Diabetes burnout? Try these tips
Feb. 17, 2018—Is diabetes wearing you down? Maybe you're burned out from the demands
of trying to control your blood sugar—checking it repeatedly, adjusting
your medicine, counting carbs. Or maybe you're tired of worrying about
complications or feeling guilty every time you skip the gym. Perhaps it's
all of the above.
If so, there's a name for what you're feeling: diabetes distress.
It's characterized by worry, frustration and feeling overwhelmed.
And it's an understandable reaction to the stress and strain of living
It's also common. Some research suggests that in any 18-month period
as many as half all people with diabetes experience it. It's even
possible that occasional bouts of diabetes distress are a normal part
of living with the disease.
Soothing the stress
Since your diabetes won't go away, how can you feel less overwhelmed?
First, talk with your doctor about your feelings.
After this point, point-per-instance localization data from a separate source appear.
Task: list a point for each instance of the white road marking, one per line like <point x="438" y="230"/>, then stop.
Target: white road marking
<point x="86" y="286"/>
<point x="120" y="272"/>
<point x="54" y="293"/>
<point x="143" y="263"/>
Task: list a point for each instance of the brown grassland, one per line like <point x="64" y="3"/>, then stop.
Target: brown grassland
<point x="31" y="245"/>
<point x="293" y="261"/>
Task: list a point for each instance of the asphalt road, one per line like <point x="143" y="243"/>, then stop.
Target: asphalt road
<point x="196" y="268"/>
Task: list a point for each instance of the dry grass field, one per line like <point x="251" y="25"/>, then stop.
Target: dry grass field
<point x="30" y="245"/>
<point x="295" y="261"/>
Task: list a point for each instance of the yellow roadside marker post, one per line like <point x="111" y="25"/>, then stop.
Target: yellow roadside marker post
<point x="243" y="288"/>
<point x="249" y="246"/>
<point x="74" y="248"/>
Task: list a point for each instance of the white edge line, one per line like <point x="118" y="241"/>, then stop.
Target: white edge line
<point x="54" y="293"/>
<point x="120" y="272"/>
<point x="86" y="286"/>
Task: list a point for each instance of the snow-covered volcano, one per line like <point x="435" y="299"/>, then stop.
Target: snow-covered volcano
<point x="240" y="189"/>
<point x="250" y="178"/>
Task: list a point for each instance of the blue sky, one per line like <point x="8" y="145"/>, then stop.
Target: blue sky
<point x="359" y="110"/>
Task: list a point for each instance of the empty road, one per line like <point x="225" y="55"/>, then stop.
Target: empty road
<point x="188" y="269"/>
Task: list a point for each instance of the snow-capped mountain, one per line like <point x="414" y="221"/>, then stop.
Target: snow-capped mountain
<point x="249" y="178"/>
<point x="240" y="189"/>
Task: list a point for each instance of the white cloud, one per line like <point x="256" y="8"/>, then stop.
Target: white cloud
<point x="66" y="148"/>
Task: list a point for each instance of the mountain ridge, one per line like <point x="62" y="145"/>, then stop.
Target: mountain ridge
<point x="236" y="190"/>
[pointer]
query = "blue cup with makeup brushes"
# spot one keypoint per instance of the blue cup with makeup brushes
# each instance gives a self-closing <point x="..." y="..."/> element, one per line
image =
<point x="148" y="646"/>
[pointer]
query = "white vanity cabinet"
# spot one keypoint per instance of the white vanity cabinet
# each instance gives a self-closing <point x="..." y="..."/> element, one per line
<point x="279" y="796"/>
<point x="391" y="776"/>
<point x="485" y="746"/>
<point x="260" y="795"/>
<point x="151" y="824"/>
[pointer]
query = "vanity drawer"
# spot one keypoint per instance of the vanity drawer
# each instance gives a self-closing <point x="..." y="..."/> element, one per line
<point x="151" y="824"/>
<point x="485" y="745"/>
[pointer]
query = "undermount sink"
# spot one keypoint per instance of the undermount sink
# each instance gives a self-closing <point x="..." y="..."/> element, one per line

That's especially
important if you feel so burned-out that you're letting your treatment
plan slide—for example, by not checking your blood sugar regularly
or not watching what you eat. Together, you and your doctor may be able
to come up with ways to make caring for your diabetes feel less like a burden.
This advice from the
American Diabetes Association and the
American Association of Diabetes Educators may also help:
Get support from people who can relate. Reach out to another person who has diabetes or ask your doctor to refer
you to a diabetes support group or diabetes educator. You'll feel
less alone—and get practical coping tips.
Set manageable goals. You'll feel less discouraged if you don't overreach with unrealistically
high goals for controlling your diabetes. For instance, rather than saying,
"I'm going to make over my diet," try something specific,
like swapping out regular soda for diet or picking lettuce wraps over
sandwiches. Then build from there.
Be kind to yourself. Don't blame yourself for failing if you don't always hit your
blood sugar, diet and physical activity goals. Nobody gets it right every
time. Keep at it, but don't expect perfection.
Every day, find time to relax. Close your eyes, find a quiet spot and imagine something soothing. Or
turn on your favorite calming music. Breathe deeply, and progressively
relax your muscles. Tension tamers like this can help you feel in control.